Наспех позавтракав, секретарь Московского уездного комитета партии Иван Николаевич Веритеев лишь на несколько минут заглянул в свой рабочий кабинет — скудно обставленную небольшую комнату в трехэтажном здании на спуске от Садово-Сухаревской к Самотеке, — чтобы напомнить своей помощнице, комсомолке Тоне, о некоторых неотложных делах, за которыми необходимо проследить в его отсутствие. И сразу же отправился на Казанский вокзал: надо было срочно ехать на завод Мак-Кормиков, где началась очередная «буза», затеянная не без подначки председателя заводского комитета Драченова.
Вчера митинговали, позавчера митинговали, сегодня, судя по всему, тоже будут митинговать. Секретарь заводской партийной ячейки Платон Головин — мужик серьезный, да не вовремя заболел. А тут и здоровому не очень-то просто справиться с митинговщинами. Партийная прослойка на заводе едва дотягивает до трех процентов от общего числа рабочих. А их — больше всего деревенских, полу крестьян. Тех, кто не нюхал пороха на фронтах, не получил боевой пролетарской закалки, не разбирается в обстановке. Оттого и «бузят» они постоянно. Теперь вон жалуются на то, что сняли их с «ударного» пайка. А что поделаешь? Всем не сладко.
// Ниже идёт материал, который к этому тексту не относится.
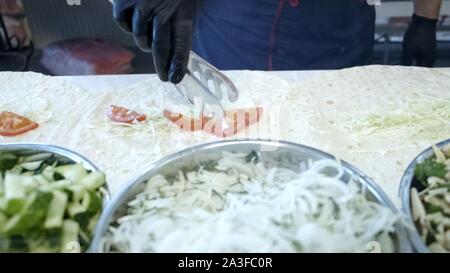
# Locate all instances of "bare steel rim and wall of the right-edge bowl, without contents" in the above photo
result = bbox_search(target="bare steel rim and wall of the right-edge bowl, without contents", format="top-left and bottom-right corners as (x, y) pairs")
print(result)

С осени и до конца зимы завод выполнял заказ Совнаркома по выпуску сеялок и плугов для посевной наступившего двадцать первого года. И пока этот план выполнялся, рабочим шел ударный паек: 45 фунтов серой муки, 15 фунтов квашеных и мороженых овощей, фунт соли, четверть фунта мыла и две коробки серных спичек в месяц. Теперь, как и следует по закону, перевели опять на обычный паек. Потерпеть бы… Ан нет! Этим сразу же и воспользовались говоруны вроде председателя завкома Драченова.
Тот мнит себя чуть ли не вожаком, а собственного «бога» в голове нет и не было. Да и откуда ему быть у недавнего торгаша — «картофельника» из деревеньки Панки? — сердито спрашивал себя Веритеев. — Вот и стал сторонником модной сейчас «рабочей оппозиции», в теоретиках которой гордо ходит председатель ЦК профсоюза металлистов Шляпников…
В тот день, когда выбирали завком, Веритеева в Москве не было. С очередной партийной мобилизации он вернулся позднее. «Однако знали же коммунисты завода, а тем более Платон Головин, что представляет собой этот Драченов? Постоянно вертелся на всякого рода митингах, которыми сейчас увлекаются такие субчики под видом необходимости „выявить правду в свободном споре“. А если взять этого молодца за главную жилу, то вся его „правда“ в несогласии с правдой ЦК! Вон оказался в „рабочелюбцах“, как окрестил их товарищ Ленин. Пустил по заводу слух, будто добьется для „своих“ рабочих присылки продуктов и носильных вещей прямо из Америки: сам мистер Гартхен дал-де ему такое обещание!